The new institution will maintain bi-coastal headquarters and will continue to serve and expand in the banks’ current geographic areas, with a desire to scale to other high-potential urban markets. As a national bank, the combined entity intends to continue to operate under the supervision of the Office of the Comptroller of the Currency (OCC) and to be listed on the Nasdaq Capital Market. As a Community Development Financial Institution (CDFI), a Minority Depository Institution (MDI), a Benefit Corporation and a member of the Global Alliance of Banking on Values, the new institution intends to continue to firmly anchor its work, results and values in the rapidly expanding field of social finance and accretive stakeholder benefits.

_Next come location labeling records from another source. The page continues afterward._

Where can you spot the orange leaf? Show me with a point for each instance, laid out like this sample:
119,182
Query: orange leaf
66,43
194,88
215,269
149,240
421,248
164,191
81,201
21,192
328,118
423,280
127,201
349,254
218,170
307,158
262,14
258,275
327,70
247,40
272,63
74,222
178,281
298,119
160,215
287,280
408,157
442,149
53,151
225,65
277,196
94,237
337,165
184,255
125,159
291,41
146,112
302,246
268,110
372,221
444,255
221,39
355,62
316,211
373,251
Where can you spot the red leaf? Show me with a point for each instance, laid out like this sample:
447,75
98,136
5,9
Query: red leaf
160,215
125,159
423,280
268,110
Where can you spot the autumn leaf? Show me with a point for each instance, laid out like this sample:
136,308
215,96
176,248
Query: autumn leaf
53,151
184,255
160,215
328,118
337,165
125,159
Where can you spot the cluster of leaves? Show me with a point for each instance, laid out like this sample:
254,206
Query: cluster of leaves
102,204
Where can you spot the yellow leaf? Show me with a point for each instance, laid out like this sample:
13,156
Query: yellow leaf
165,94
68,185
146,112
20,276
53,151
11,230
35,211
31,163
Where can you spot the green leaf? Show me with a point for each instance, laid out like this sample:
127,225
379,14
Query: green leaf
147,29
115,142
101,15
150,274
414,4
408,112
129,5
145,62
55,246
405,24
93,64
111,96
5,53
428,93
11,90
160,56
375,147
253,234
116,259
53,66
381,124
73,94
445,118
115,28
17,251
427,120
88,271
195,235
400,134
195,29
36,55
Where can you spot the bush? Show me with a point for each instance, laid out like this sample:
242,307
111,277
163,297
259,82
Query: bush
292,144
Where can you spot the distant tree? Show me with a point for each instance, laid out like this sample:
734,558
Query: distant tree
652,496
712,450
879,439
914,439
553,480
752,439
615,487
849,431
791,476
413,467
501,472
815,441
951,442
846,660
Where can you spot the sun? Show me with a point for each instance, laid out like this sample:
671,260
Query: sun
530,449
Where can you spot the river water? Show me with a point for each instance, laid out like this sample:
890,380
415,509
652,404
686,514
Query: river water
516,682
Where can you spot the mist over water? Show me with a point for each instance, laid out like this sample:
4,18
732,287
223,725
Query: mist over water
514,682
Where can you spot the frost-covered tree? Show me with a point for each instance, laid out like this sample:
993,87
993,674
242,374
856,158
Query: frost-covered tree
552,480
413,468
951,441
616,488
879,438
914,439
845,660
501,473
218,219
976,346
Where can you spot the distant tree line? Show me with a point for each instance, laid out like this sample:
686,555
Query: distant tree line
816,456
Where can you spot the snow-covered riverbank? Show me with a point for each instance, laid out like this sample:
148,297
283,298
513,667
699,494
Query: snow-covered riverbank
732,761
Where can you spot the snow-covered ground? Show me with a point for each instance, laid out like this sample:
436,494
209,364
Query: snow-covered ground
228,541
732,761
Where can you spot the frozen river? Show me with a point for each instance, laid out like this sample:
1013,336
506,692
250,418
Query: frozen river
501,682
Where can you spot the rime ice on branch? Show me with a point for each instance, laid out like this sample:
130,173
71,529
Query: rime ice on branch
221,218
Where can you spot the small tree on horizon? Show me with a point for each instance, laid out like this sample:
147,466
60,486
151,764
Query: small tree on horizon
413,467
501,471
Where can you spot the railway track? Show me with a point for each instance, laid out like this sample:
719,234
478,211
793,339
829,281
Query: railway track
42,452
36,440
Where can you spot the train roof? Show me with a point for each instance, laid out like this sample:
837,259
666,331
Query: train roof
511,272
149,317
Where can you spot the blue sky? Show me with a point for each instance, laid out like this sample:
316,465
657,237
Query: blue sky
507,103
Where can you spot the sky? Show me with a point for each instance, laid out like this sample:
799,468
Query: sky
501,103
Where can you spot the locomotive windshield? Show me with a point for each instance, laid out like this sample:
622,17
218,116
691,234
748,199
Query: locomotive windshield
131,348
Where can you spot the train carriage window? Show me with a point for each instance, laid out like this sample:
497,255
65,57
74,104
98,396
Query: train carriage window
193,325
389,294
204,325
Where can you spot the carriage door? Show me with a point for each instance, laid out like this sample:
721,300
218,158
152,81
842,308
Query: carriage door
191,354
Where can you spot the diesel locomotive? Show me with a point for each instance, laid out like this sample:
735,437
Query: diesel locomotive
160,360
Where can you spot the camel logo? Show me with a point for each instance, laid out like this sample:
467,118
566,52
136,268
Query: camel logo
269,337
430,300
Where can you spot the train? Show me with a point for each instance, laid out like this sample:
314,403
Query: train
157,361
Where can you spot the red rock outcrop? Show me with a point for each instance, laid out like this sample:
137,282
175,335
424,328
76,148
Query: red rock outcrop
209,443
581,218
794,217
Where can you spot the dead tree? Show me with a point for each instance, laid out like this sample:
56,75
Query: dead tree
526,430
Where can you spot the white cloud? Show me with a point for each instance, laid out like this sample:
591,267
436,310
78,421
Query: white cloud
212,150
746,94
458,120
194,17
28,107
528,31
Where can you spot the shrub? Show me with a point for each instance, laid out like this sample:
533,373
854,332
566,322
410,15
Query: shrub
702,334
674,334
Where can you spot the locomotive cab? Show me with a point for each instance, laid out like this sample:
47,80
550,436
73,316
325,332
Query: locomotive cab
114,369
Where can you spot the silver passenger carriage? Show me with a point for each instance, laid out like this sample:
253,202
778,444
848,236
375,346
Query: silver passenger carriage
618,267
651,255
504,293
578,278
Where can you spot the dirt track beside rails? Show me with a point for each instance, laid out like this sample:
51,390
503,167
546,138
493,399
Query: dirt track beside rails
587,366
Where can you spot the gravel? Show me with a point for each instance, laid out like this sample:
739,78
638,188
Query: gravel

Under the terms of the merger agreement, which was unanimously approved by the boards of directors of both City First and Broadway, City First will merge with and into Broadway, with Broadway as the surviving corporation. Broadway Federal Bank, the wholly-owned subsidiary of Broadway, will merge with and into City First Bank, the wholly-owned subsidiary of City First, with City First Bank as the surviving bank. At the closing of the merger, City First common shareholders will receive 13.626 shares of Broadway common stock for each share of City First common stock they own, resulting in Broadway stockholders owning 52.5% and City First shareholders owning 47.5% of the combined institution.
The merger is expected to close in the first quarter of 2021, subject to satisfaction of customary closing conditions, including receipt of necessary regulatory approvals and approval by the shareholders of each company. Raymond James & Associates, Inc. is acting as financial advisor, and has rendered a fairness opinion to the board of directors of City First. Covington & Burling LLP is serving as legal counsel to City First. Keefe, Bruyette & Woods, A Stifel Company, is acting as financial advisor, and has rendered a fairness opinion to the board of directors of Broadway. Arnold & Porter Kaye Scholer LLP is serving as legal counsel to Broadway.